Francesco Moretti The Strand BirmanieFrancesco Moretti The Strand Birmanie
Écrit par Inès de Belsunce
Publié le 4 février 2018, mis à jour le 4 février 2018

Installez-vous sur les chaises hautes, et accoudez-vous au bar du Strand. La flamme des bougies tourbillonne légèrement entre les losanges des verres en Crystal, et leur lumière flatte les visages… Dans les fûts en bois miniatures situés en face de vous se trouvent des cocktails préparés spécialement par et pour l’hôtel : "Negroni, Vieux Cave, Boulevardière, et Cuban Manhattan". Des cocktails âgés, à la personnalité marquée par le temps passé dans le bois. On est ici dans une cuisine artisanale, dans le respect des produits, entourés de pots en verres remplis de saveurs et arômes, connues et inconnues: roses, cannelle, fleurs bleues et jaunes, inconnues et multicolores, agrumes séchés. Un laboratoire d’alchimie.

L’alcool bien préparé est un art, et l’artiste porte toujours le même tablier: un pantalon de costume et un gilet, bleuté ou bordeaux. Regardez-le préparer attentivement un verre, qui sera bu en quelques minutes. La concentration est marquée sur son visage. Chaque cocktail compte. Il faut couper, doser, mélanger, décorer. Francesco Moretti pioche dans les bocaux, assaisonne, saupoudre. Ses clients le scrutent, il les décrit d’ailleurs "curieux de ce qu’il fait". Lorsque je fais un Gin & Tonic, je mélange juste du Gin et du Tonic. Pas lui. Il n’est pas comme nous. Lui "exprime sa personnalité à travers un verre". Vous consommez, il crée. Dans l’hôtel qu’il définit comme "le plus connu du monde", au sein de ce bar qu’il a conçu, le "Sarkies", il a installé son atelier.

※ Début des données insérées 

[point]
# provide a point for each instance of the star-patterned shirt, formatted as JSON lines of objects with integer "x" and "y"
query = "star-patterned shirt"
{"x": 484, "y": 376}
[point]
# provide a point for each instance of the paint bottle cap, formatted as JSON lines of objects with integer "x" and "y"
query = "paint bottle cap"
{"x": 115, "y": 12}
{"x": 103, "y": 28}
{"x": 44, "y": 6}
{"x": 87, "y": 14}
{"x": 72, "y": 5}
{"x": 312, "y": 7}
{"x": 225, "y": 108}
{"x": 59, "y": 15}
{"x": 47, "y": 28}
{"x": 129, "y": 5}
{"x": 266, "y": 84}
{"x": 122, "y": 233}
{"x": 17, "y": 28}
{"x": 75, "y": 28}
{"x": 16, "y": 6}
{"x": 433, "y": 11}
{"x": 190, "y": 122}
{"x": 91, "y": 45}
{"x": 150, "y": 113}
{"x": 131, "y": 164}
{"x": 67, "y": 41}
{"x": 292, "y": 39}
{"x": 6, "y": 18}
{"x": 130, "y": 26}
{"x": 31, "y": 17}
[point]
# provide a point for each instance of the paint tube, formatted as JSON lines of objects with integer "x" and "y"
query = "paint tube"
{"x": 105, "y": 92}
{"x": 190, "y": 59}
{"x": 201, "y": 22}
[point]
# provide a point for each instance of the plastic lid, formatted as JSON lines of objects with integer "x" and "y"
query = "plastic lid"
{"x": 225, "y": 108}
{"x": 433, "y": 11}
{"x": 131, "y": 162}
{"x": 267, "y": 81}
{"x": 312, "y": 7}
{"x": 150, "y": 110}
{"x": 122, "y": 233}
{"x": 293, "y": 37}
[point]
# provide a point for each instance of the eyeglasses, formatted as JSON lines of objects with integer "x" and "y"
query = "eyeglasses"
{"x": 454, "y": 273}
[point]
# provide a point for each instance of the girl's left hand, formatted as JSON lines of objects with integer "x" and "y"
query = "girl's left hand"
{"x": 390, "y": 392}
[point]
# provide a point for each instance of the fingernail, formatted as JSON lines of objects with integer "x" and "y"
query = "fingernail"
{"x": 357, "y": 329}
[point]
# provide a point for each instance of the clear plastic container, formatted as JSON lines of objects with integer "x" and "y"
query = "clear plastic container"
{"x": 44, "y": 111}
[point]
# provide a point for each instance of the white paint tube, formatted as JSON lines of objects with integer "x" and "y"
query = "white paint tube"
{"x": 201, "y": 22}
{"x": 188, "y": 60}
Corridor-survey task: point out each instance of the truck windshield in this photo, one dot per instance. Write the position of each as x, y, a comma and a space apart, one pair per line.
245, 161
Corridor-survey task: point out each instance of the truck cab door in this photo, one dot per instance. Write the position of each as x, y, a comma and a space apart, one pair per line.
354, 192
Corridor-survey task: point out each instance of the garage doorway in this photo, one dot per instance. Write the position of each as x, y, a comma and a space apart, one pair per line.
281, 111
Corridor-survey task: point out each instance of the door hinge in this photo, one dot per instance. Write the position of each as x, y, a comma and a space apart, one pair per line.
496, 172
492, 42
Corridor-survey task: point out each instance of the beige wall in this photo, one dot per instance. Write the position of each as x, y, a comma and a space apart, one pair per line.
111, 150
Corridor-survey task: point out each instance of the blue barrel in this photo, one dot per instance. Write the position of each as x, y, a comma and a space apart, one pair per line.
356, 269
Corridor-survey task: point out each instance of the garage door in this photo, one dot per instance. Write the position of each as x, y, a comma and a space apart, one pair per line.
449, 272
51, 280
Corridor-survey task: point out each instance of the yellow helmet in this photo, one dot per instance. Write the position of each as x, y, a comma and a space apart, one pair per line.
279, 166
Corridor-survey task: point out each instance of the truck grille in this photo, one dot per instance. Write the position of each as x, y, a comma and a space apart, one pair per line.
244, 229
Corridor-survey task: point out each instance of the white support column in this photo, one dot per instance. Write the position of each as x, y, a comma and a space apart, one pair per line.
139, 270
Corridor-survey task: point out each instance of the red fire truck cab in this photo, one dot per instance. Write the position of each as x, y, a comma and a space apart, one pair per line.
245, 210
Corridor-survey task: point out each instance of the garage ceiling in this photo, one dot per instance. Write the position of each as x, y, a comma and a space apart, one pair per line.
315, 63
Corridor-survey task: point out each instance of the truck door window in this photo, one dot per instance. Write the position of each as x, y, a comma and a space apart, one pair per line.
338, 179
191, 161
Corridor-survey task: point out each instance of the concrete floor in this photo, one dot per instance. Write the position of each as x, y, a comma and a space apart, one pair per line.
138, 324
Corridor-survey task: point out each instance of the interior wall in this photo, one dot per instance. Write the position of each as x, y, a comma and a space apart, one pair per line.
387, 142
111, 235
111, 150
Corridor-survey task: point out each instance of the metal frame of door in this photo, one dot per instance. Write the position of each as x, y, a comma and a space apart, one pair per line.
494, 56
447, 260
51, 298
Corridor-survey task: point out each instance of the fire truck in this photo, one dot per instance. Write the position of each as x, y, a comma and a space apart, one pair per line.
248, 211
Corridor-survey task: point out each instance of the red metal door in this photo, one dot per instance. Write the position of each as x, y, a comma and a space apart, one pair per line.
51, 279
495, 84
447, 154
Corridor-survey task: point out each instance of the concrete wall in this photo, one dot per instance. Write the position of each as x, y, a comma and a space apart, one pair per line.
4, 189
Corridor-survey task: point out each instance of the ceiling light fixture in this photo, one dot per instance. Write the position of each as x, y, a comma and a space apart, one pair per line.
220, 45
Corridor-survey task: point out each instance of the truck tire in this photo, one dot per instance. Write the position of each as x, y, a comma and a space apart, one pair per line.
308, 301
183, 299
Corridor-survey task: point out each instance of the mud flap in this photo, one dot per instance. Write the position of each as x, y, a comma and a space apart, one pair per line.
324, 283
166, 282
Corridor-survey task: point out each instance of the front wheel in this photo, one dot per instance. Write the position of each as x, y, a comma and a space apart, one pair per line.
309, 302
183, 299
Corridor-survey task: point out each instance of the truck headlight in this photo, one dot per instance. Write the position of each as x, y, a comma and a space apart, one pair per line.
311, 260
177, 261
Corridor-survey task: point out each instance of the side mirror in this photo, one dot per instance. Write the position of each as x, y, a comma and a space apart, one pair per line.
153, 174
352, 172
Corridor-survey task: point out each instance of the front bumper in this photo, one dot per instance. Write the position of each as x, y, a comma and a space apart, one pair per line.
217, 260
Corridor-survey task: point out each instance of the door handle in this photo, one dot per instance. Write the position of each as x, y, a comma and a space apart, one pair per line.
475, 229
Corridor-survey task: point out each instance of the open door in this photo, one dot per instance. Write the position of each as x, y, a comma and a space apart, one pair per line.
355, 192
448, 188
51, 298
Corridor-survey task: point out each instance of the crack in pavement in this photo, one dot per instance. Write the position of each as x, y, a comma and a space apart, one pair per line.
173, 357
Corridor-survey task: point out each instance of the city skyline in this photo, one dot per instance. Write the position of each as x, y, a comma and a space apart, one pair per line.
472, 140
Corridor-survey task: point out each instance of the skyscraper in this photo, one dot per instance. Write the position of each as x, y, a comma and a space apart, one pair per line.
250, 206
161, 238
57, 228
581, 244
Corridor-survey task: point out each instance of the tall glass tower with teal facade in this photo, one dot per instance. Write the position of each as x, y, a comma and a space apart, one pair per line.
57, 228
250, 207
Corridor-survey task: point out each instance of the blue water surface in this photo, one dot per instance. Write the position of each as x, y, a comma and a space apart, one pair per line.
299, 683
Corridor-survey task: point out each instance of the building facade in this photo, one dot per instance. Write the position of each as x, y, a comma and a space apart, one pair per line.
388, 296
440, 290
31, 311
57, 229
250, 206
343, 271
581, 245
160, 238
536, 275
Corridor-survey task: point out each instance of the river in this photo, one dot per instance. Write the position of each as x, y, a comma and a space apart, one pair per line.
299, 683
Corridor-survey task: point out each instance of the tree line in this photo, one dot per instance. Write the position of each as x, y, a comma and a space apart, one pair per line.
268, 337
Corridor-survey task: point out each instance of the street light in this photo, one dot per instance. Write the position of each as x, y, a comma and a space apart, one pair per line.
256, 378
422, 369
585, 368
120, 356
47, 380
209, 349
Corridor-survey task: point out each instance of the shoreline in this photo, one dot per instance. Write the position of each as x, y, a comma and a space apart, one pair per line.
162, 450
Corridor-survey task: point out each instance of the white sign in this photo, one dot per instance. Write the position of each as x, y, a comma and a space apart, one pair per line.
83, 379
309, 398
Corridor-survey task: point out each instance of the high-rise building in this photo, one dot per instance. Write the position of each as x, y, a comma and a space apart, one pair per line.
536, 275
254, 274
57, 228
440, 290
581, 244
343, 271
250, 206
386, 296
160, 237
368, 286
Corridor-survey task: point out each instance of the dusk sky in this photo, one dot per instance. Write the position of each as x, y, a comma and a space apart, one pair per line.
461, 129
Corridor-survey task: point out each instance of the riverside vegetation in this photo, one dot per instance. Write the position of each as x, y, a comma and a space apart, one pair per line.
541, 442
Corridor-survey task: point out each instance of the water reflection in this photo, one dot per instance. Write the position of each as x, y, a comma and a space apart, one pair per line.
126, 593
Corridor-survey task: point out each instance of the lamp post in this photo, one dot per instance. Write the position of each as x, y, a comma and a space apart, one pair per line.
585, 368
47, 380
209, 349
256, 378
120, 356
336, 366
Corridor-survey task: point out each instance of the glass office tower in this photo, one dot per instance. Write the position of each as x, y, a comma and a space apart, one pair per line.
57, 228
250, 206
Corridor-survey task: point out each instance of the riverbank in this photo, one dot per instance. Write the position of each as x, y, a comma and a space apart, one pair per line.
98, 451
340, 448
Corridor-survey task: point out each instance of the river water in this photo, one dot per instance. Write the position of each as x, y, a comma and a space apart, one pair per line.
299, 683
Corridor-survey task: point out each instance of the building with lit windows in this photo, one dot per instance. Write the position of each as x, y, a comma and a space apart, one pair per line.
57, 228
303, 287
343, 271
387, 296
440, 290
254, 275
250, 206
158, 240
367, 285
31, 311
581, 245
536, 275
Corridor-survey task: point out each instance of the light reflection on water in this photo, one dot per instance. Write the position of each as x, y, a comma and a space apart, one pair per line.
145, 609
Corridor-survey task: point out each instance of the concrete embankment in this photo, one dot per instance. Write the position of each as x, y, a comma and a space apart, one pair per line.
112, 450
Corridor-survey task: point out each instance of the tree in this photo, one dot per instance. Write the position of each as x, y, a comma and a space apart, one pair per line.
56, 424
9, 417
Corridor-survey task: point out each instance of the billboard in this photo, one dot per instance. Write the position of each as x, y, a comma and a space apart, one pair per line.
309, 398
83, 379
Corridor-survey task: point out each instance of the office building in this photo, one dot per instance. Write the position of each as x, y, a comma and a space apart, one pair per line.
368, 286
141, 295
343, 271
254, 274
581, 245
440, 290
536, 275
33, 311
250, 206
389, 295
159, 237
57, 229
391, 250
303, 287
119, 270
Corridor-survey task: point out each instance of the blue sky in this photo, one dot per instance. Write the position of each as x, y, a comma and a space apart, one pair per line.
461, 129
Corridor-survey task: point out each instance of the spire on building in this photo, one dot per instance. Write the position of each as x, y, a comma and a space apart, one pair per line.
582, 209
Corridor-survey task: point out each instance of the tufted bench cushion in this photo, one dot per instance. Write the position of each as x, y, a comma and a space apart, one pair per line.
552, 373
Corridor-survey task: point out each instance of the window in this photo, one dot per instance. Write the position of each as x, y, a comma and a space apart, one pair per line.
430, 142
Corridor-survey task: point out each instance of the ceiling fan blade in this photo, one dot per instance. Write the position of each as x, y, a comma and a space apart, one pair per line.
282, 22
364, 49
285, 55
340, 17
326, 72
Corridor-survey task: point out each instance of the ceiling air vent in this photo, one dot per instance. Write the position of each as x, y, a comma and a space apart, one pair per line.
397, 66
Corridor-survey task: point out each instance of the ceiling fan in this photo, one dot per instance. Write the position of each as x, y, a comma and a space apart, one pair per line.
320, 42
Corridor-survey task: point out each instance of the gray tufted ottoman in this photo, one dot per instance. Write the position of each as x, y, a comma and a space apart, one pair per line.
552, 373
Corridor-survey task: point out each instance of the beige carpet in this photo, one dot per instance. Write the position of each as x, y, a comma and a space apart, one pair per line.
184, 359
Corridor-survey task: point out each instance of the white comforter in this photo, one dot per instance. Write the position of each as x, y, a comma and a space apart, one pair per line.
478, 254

Dans son espace de travail, il y a le monde. Francesco Moretti a voyagé partout et cela se sent. Sa formation commence à 18 ans à Monte Carlo, entre l’Italie et la France, dans le monde des casinos, des courses de voitures, de la nuit et de l’argent. Apres la Méditerranée, ce sera l’Amérique, l’atlantique, et le bling de Miami. Autre style, autres saveurs, art déco et sable blanc. Il passera ensuite à Paris, reprendre un zeste d’intemporalité dans le monument historique qu’est l’hôtel de La Paiva, 25 avenue des Champs Elysées. L’Europe durera huit ans, puis enfin suivra l’Asie : le sulfureux et select Bar Rouge à Shanghai ; CHAR, et le VOGUE lounge à Bangkok, le menant jusqu’au Strand, ici, à Yangon.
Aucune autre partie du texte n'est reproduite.